Update README.md

39c8cdc verified 12 days ago

4.63 kB

	---
	metrics:
	- wer
	- cer
	library_name: transformers
	pipeline_tag: automatic-speech-recognition
	tags:
	- Cretan
	- Greek dialect
	---

	# Cretan XLS-R model

	Cretan is a variety of Modern Greek predominantly used by speakers who reside on the island of Crete or
	belong to the Cretan diaspora. This includes communities of Cretan origin that were relocated to the
	village of Hamidieh in Syria and to Western Asia Minor, following the population exchange between
	Greece and Turkey in 1923. The historical and geographical factors that have shaped the development
	and preservation of the dialect include the long-term isolation of Crete from the mainland, and the
	successive domination of the island by foreign powers, such as the Arabs, the Venetians, and the Turks,
	over a period of seven centuries. Cretan has been divided based on its phonological, phonetic,
	morphological, and lexical characteristics into two major dialect groups: the western and the eastern.
	The boundary between these groups coincides with the administrative division of the island into the
	prefectures of Rethymno and Heraklion. Kontosopoulos (2008) argues that the eastern dialect group is more
	homogeneous than the western one, which shows more variation across all levels of linguistic analysis.
	Contrary to other Modern Greek Dialects, Cretan does not face the threat of extinction, as it remains
	the sole means of communication for a large number of speakers in various parts of the island.

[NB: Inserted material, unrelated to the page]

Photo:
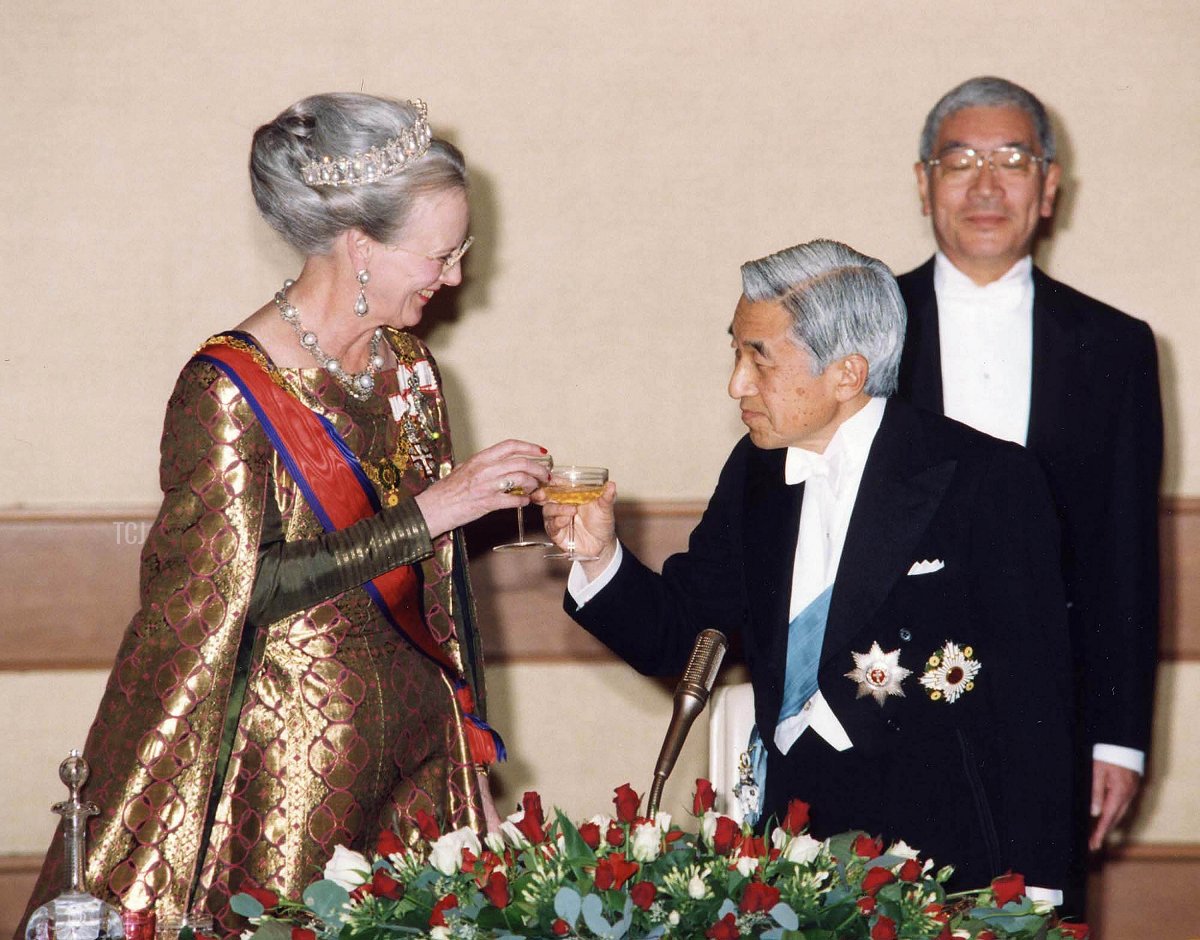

	This is the first automatic speech recognition (ASR) model for Cretan.
	To train the model, we fine-tuned a Greek XLS-R model ([jonatasgrosman/wav2vec2-large-xlsr-53-greek](https://huggingface.co/jonatasgrosman/wav2vec2-large-xlsr-53-greek)) on the Cretan resources (see below).

	## Resources

	For the compilation of the Cretan corpus, we gathered 32 tapes containing material from
	radio broadcasts in digital format, with permission from the Audiovisual Department of the
	Vikelaia Municipal Library of Heraklion, Crete. These broadcasts were recorded and
	aired by Radio Mires, in the Messara region of Heraklion, during the period 1998-2001,
	totaling 958 minutes and 47 seconds. These recordings primarily consist of narratives
	by one speaker, Ioannis Anagnostakis, who is responsible for their composition. In terms
	of textual genre, the linguistic content of the broadcasts consists of folklore
	narratives expressed in the local linguistic variety. Out of the total volume of material
	collected, we utilized nine tapes. Criteria for material selection included, on the one hand,
	maximizing digital clarity of speech and, on the other hand, ensuring representative sampling
	across the entire three-year period of radio recordings. To obtain an initial transcription,
	we employed the Large-v2 model, which was the largest Whisper model at the time. Subsequently,
	the transcripts were manually corrected in collaboration with the local community.
	The transcription system that was used was based on the Greek alphabet and orthography
	and it was annotated in Praat.

	To prepare the dataset, the texts were normalized (see [greek_dialects_asr/](https://gitlab.com/ilsp-spmd-all/speech/greek_dialects_asr/) for scripts),
	and all audio files were converted into a 16 kHz mono format.

	We split the Praat annotations into audio-transcription segments, which resulted in a dataset of a total duration of 1h 21m 12s.
	Note that the removal of music, long pauses, and non-transcribed segments leads to a reduction of the total audio duration
	(compared to the initial 2h recordings of the 9 tapes).

	## Metrics

	We evaluated the model on the test set split, which consists of 10% of the dataset recordings.

	\|Model\|WER\|CER\|
	\|---\|---\|---\|
	\|pre-trained\|104.83%\|91.73%\|
	\|fine-tuned\|28.27%\|7.88%\|

	## Training hyperparameters

	We fine-tuned the baseline model (`wav2vec2-large-xlsr-53-greek`) on an NVIDIA GeForce RTX 3090, using the following hyperparameters:

	\| arg \| value \|
	\|-------------------------------\|-------\|
	\| `per_device_train_batch_size` \| 8 \|
	\| `gradient_accumulation_steps` \| 2 \|
	\| `num_train_epochs` \| 35 \|
	\| `learning_rate` \| 3e-4 \|
	\| `warmup_steps` \| 500 \|

	## Citation

	To cite this work or read more about the training pipeline, see:

	S. Vakirtzian, C. Tsoukala, S. Bompolas, K. Mouzou, V. Stamou, G. Paraskevopoulos, A. Dimakis, S. Markantonatou, A. Ralli, A. Anastasopoulos, Speech Recognition for Greek Dialects: A Challenging Benchmark, Proceedings of the Annual Conference of the International Speech Communication Association (INTERSPEECH), 2024.